Overall, the state spent $147,460 on sterilizations, according to the CIR, despite the fact that California in 1979 outlawed the performance of such procedures without the consent of a board of state medical officials.
The board in question never granted approvals for the sterilizations.
Not only did CDCR doctors fail to go through the proper bureaucratic channels, but evidence also indicates they performed these procedures without the knowledge of the women they sterilized.
Justice Now, a prisoners’ rights group that started making inquiries into the CDCR’s sterilization policy back in 2007, has documented 10 cases in which prisoners were sterilized without informed consent.
Justice Now cofounder and board director Cynthia Chandler tells TakePart that the 10 women in question are all women of color, and that they all went in for unrelated surgeries.
“One needed surgery for a hernia,” says Chandler. “Another went in to have an ovarian cyst removed, and the doctors took her healthy ovary as well.”
In the case of Kimberly Jeffrey, not only did prison doctors sterilize her without proper consent from state officials, they did so against her explicit wishes.
Jeffrey provided medical records to the CIR, showing that in 2010 she repeatedly refused to consent to doctors to do a “tubal ligation” in advance of her giving birth inside prison.
When the day came to deliver, however, while Jeffrey was under the influence of powerful anesthesia, doctors pressured her to change her mind.
“He said, ‘So we’re going to be doing this tubal ligation, right?’ ” Jeffrey told the CIR of her prison doctor. “I’m like, ‘Tubal ligation? What are you talking about? I don’t want any procedure. I just want to have my baby.’ I went into a straight panic.”
Chandler says she fears the incidents uncovered by Justice Now and the CIR may be indicative of widespread, systemic abuses.
“We’d like formal public hearings over these sterilizations to understand how extensive the practice was or is,” she says. “We’re still hearing rumors about these procedures. We have had direct conversations with hundreds of women in prison, and we fear that this is ongoing. We don’t have any commitments from the state that they intend to stop this.”

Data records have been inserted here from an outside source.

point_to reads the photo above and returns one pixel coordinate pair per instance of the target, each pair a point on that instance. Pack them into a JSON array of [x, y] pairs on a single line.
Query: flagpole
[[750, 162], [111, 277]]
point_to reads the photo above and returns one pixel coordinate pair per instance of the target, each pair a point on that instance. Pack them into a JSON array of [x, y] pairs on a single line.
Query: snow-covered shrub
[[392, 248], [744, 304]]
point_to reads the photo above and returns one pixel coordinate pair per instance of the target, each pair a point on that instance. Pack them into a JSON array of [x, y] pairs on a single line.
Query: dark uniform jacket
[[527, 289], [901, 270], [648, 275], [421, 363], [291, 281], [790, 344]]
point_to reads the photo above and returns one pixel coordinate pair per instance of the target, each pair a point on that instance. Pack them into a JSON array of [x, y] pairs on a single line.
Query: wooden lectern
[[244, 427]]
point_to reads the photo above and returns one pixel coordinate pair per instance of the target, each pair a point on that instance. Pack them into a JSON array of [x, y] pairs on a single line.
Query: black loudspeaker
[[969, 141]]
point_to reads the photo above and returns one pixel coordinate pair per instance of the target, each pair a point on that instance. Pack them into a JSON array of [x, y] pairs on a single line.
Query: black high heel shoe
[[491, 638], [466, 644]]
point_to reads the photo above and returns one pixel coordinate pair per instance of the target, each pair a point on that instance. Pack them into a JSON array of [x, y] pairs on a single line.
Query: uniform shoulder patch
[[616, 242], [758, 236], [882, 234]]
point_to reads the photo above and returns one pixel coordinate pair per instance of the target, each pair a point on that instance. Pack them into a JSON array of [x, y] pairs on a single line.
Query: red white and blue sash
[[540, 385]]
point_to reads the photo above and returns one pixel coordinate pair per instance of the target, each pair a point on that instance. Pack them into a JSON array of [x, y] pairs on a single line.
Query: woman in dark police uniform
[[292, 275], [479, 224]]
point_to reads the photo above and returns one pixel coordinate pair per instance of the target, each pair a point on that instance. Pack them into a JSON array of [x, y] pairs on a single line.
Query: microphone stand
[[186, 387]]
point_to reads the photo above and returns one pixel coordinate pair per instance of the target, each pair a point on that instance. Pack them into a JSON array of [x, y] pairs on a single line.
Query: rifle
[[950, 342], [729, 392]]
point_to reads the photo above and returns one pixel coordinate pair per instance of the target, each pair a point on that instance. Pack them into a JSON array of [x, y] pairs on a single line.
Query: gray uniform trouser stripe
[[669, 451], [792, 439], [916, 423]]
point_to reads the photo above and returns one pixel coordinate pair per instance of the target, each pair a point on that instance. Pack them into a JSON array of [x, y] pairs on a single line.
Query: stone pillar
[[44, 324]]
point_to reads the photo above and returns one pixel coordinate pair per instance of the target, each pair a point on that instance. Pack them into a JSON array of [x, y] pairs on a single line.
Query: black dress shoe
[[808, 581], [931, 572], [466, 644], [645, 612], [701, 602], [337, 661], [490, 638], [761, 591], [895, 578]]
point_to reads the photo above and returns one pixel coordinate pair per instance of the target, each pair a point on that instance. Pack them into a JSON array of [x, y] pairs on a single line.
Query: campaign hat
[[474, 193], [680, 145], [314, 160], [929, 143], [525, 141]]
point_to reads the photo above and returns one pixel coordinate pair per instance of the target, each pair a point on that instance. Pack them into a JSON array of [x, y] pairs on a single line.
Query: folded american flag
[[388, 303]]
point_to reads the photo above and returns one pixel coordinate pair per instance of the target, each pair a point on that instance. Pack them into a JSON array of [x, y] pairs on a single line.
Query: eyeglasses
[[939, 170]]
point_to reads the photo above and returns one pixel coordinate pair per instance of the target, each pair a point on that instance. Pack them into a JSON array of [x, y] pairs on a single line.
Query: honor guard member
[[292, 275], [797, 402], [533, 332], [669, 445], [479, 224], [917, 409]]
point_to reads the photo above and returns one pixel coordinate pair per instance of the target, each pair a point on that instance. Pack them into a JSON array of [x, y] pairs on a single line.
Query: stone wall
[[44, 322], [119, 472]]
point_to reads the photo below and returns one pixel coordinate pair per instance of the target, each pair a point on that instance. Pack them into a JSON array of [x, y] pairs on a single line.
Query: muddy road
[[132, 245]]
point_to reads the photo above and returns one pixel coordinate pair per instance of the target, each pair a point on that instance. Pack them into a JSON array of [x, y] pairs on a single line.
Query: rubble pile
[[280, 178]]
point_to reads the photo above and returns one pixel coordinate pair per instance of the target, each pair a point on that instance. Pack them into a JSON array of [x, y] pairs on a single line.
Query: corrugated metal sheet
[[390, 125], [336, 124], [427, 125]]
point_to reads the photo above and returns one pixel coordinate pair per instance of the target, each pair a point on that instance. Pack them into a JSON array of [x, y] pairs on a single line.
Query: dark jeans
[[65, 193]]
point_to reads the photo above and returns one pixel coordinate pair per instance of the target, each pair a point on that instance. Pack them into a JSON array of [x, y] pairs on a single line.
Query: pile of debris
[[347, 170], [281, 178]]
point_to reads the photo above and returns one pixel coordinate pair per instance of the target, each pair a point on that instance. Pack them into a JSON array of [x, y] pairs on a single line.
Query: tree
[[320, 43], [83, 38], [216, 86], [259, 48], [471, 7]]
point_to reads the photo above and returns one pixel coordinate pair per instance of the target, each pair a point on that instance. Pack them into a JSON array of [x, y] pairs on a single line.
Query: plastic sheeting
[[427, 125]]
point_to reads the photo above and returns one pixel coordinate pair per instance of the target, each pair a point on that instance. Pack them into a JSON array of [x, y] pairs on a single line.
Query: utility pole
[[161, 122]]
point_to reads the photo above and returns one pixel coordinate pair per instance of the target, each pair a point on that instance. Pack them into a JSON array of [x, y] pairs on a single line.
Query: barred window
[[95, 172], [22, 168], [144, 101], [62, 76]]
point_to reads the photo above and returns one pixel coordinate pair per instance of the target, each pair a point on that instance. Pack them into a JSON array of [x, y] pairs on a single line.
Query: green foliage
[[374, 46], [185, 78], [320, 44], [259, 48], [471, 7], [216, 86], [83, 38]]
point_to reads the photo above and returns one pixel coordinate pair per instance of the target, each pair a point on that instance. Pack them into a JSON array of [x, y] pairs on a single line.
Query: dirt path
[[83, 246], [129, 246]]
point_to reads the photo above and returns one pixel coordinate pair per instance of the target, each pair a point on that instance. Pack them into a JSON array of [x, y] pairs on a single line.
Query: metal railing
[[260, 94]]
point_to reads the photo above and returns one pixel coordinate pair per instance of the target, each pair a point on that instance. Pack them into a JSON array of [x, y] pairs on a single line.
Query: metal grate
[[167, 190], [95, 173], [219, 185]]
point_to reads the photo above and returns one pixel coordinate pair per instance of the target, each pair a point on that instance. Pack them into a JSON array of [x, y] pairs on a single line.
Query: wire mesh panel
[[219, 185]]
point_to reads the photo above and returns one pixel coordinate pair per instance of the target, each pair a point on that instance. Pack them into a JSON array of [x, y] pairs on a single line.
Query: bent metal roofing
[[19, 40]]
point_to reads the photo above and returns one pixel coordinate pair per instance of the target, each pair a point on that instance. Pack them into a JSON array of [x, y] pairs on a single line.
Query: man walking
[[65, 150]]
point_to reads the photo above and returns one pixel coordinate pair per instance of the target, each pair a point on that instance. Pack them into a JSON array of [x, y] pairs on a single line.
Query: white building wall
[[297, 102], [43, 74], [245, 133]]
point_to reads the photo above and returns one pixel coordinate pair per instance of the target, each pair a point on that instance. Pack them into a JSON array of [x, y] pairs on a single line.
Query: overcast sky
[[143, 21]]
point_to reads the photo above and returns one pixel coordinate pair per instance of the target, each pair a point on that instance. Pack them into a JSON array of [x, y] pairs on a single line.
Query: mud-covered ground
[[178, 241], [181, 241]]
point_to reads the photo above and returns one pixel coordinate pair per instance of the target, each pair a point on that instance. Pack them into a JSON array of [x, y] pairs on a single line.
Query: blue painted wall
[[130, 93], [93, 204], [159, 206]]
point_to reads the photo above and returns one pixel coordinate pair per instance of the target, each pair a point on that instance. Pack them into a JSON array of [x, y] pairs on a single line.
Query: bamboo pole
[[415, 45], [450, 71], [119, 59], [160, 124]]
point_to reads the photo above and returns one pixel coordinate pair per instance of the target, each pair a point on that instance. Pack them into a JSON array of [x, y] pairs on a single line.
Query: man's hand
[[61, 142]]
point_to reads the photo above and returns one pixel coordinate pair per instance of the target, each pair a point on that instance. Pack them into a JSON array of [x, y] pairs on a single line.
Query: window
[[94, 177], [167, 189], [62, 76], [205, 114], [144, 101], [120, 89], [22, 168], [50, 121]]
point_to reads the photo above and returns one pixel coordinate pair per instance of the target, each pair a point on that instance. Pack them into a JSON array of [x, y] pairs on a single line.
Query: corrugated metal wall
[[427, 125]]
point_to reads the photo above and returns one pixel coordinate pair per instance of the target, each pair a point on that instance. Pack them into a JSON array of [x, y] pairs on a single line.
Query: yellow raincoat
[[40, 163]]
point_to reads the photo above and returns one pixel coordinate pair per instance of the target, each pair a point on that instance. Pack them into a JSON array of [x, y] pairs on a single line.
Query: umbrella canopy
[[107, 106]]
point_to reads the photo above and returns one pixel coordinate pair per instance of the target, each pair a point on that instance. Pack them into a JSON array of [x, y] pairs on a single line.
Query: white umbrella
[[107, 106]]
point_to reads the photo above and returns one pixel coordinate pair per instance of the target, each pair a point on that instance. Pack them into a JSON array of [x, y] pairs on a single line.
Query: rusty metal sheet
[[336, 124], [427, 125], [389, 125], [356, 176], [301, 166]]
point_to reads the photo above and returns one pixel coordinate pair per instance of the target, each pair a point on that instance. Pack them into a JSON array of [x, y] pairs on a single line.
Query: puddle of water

Justice Now has helped draft legislation—called the Defense Against Forced Sterilization Bill—to formally end the policy of sterilizing inmates for the purpose of birth control.
“It would also require that people who are sterilized for medical reasons receive second opinions from outside the CDCR,” explains Chandler. “At the least, this would improve informed consent.”
So far, however, the bill has yet to find a legislator willing to sponsor it in the California State Congress.